Win3mu - Part 8 - The Module Loader
This is Part 8 in a series of articles about building Win3mu — a 16-bit Windows 3 emulator. If you’re not sure what this is or why I’m doing it you might like to read from the start.
This post covers module loading — the process of loading .exe and .dll files. You’ve no doubt heard the term “Dynamic Link Library” — that’s what this post is mostly about — dynamic linking.
This post is a little longer and a little more tedious than previous articles because the topic is fairly involved. Bear with me — by the end it’ll all make sense and we’ll have covered everything required to get a simple program running under Win3mu.
The Module Manager
In Win3mu the ModuleManager
class is responsible to loading and unloading modules. It supports two kinds of modules both of which derive from a common base class called ModuleBase
.
Module16
— encapsulates a module loaded from 16-bit .dll or .exe file whose code will run on the emulated CPU.Module32
— a module written in C# that emulates a 16-bit module (often by calling the real Windows API).
Modules based on Module32
are created and registered with the module manager during start up:
// Base functionality common to all modules
abstract class ModuleBase
{
}
// Module loaded from 16-bit .exe or .dll
class Module16 : ModuleBase
{
}
// C# emulation of a well known system module
class Module32 : ModuleBase
{
}
// Kernel, User, GDI and others implemented like this...
class Kernel : Module32
{
}
// Machine class represents the entire Win3mu environment
class Machine()
{
public Machine()
{
// Register the standard modules with the module manager
_moduleManager.Register(new Kernel());
_moduleManager.Register(new User());
_moduleManager.Register(new GDI());
}
}
Note: I use the term “32” throughout this project to refer to the host operating system platform. When running on Windows x64 “32” actually refers to 64-bit Windows. This is similar to how Windows API is often referred to Win32 — even though it covers both the x86 and x64 editions.
ModuleBase Class
The ModuleBase
class provides an abstract interface to a module and many of these methods are used in the process of loading and linking modules:
public abstract class ModuleBase
{
public abstract string GetModuleName();
public abstract string GetModuleFileName();
public abstract void Load(Machine machine);
public abstract void Unload(Machine machine);
public abstract IEnumerable<string> GetReferencedModules();
public abstract void Link(Machine machine);
public abstract void Init(Machine machine);
public abstract void Uninit(Machine machine);
public abstract ushort GetOrdinalFromName(string functionName);
public abstract string GetNameFromOrdinal(ushort ordinal);
public abstract uint GetProcAddress(ushort ordinal);
public int LoadCount;
public bool Initialized;
public ushort hModule;
}
Most of these methods will be described in the following sections.

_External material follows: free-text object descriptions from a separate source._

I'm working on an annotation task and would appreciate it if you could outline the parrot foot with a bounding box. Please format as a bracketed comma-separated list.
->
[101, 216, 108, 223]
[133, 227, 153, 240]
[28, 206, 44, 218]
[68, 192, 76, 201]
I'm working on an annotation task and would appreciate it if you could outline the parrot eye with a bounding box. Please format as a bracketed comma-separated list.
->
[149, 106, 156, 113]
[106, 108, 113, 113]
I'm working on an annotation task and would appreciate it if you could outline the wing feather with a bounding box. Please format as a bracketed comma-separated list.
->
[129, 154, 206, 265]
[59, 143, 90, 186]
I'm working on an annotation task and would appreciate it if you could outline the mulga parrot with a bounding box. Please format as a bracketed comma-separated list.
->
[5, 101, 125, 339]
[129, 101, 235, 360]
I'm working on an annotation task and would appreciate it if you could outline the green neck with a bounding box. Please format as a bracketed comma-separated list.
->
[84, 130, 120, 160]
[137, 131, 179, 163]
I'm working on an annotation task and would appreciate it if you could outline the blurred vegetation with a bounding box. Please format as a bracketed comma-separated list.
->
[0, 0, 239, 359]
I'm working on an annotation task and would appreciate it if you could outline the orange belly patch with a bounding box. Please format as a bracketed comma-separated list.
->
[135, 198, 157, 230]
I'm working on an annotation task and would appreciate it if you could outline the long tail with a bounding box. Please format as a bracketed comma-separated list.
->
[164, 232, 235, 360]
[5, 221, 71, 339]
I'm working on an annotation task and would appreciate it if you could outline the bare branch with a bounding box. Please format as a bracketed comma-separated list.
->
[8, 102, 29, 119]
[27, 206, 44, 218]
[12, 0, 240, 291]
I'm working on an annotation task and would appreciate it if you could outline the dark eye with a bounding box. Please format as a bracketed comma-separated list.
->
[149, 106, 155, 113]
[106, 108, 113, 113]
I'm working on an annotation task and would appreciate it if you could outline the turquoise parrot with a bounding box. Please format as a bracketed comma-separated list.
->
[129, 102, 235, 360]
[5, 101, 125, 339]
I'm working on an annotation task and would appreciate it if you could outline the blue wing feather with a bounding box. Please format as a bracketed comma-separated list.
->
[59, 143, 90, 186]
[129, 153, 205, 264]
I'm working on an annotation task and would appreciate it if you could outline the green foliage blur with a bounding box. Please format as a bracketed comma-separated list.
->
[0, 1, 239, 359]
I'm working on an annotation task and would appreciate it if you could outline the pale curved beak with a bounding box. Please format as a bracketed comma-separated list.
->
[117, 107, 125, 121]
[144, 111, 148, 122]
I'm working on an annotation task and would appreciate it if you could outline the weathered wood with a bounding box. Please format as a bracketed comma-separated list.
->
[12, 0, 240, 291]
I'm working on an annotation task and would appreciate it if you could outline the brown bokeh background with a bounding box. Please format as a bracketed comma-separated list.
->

Locating and Opening the File
The first step in loading a module is to check if it’s already loaded. This is done by module name (rather than filename) and if found its reference count is incremented and nothing else needs to happen.
If it’s not already loaded the next step is to locate the file. For the main .exe file this is already a fully qualified filename supplied on Win3mu’s command line.
Sometimes the running program will use LoadLibrary
to load a module with a fully qualified filename, but more typically a plain module name needs to be mapped to a file name. eg: “Win87em
”
There’s a search strategy for this but really it’s no more than appending “.dll” and looking in a couple of well defined locations for the file — mainly the same folder as the .exe.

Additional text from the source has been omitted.